Tuesday, July 19, 2022

Phinishing Chemo Pt. 1: Repetitions, Variations, Symmetries

Phin and Molly point to a sign on 
his door announcing his final chemo
admission.

Dustin here. I'm writing this on the morning of Phin's penultimate day of chemotherapy. 

He'll still be in the hospital for another twenty days or so this round, but as far as the chemo goes, this is supposed to be it. He got some chemo yesterday evening. Today, just before dawn, he'll get some more. In the evening, he'll get even more, and then, in the wee hours of tomorrow morning, the nurses will hang his last bag and administer a shot that will make him cry, and then the chemo will end. 

And then we'll wait. 

Like the last time I posted, my thoughts are kind of all over the place. Here are some of them:
  • The maxim, "How do you eat an elephant? One bite at a time" keeps coming up, although hopefully not within earshot of Phin because he would hate the idea of an elephant being eaten. It's usually said (sometimes by me) in reference to where we are in his treatment and how we couldn't imagine ever getting this far when all of this started. 

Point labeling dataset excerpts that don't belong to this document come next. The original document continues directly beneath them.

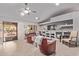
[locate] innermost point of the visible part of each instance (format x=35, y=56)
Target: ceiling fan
x=26, y=10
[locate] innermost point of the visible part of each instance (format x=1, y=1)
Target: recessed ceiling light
x=36, y=18
x=22, y=14
x=57, y=4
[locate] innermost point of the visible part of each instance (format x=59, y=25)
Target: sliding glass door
x=8, y=31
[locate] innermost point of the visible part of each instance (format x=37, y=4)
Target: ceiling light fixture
x=22, y=14
x=36, y=18
x=26, y=10
x=57, y=4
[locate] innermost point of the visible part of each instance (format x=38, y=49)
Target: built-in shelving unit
x=57, y=28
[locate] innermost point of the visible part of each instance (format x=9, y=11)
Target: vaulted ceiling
x=11, y=11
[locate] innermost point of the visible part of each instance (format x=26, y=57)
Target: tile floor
x=22, y=48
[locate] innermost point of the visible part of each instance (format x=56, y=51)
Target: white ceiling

  • I underlined the passage, "Fate is partial to repetitions, variations, symmetries," in a Jorge Luis Borges story I was reading the other day. It appeared in a book that arrived just after we moved Phin into the room on this pediatric oncology unit that had until very recently been occupied by one of his fellow leukemia patients, a child beloved by many, who doesn't have to fight anymore, who had completed the final chemotherapy treatments, pounded the disease into remission, and gotten back to being a kid, only to have the cancer surge back again a year and a half later armed with an indignant awareness of the medicines that had been used on it before. 

  • Feeling that occupying this particular room would be emotionally unbearable, Neesha and I initially requested a different one, but no sooner had the move been arranged than Phin refused to go. "You aren't even unpacked yet," we pleaded, "and you can't have gotten attached to this place so quickly." But he was resolute in his intentions to stay, in a way that shocked and disquieted us. He had only ever been in here once before, momentarily, for its previous occupant's birthday party. He had been eager to swap rooms every other time it had been suggested. "No," he told us this time, "I don't want to go anywhere else. It feels good here." 

  • This anguish is not mine to feel. 

  • But I feel it. 

    The chemotherapy drug ARA-C drips
    into Phin's CVC line.
  • As more newly diagnosed patients arrive and Phin's time as an in-patient fixture at the Children's Hospital nears its end, I am noticing that the way I conceptualize my life is changing. I used to imagine myself like a little astronaut drifting slowly, silently, far above the planet, doing all sorts of little tasks of maintenance and documentation, exchanging little electronic messages with people far away, all while tethered to an orbital space station shaped like my house. But now, instead of that, it feels like I'm part of some enormous chain. Maybe it isn't a chain. It might be like a giant piece of fabric or something. I don't know. It doesn't feel like drifting through space anymore, though. It feels like my life and my family's lives have become part of this much bigger thing because of this cancer. Like we're connected to the ones who found themselves here before us, and connected to the ones who are here beside us now, and that we will all somehow be connected to the ones who will arrive later.
  • Twenty days—the estimated length of Phin’s remaining inpatient visit—is more time than many people will spend in the hospital in their whole life, cumulatively, much less all at once. And it used to seem like a long time for Phin, Neesha, and me, too. But people are saying things to us like, “Wow, you guys are almost out of here!” and we’re like, “Right?! Can’t believe it’s so soon!” and being 100% sincere about it.

  • Some good news is, the coffee machine in the parent kitchen is working again. It's "the People's Coffee Machine," according to my buddy Mike, whose daughter shares the same extremely-rare-in-children type of leukemia with Phin, is close to Phin's age, and is Phin's dear friend. Mike will bolt a full cup of coffee straight from the nozzle without taking a breath, and the machine spits it out at approximately the temperature of molten lava. I told him he was pretty hardcore for that.

  • Mike informing me that he puts ice in the cup first instead of just letting me believe that he chugs boiling hot coffee like it's no big deal was, in a way, also pretty hardcore. 




1 comment:

  1. Can't wait for the GOING HOOOOOOME - for more than a week! post in a few weeks. Keeping y'all in our prayers!!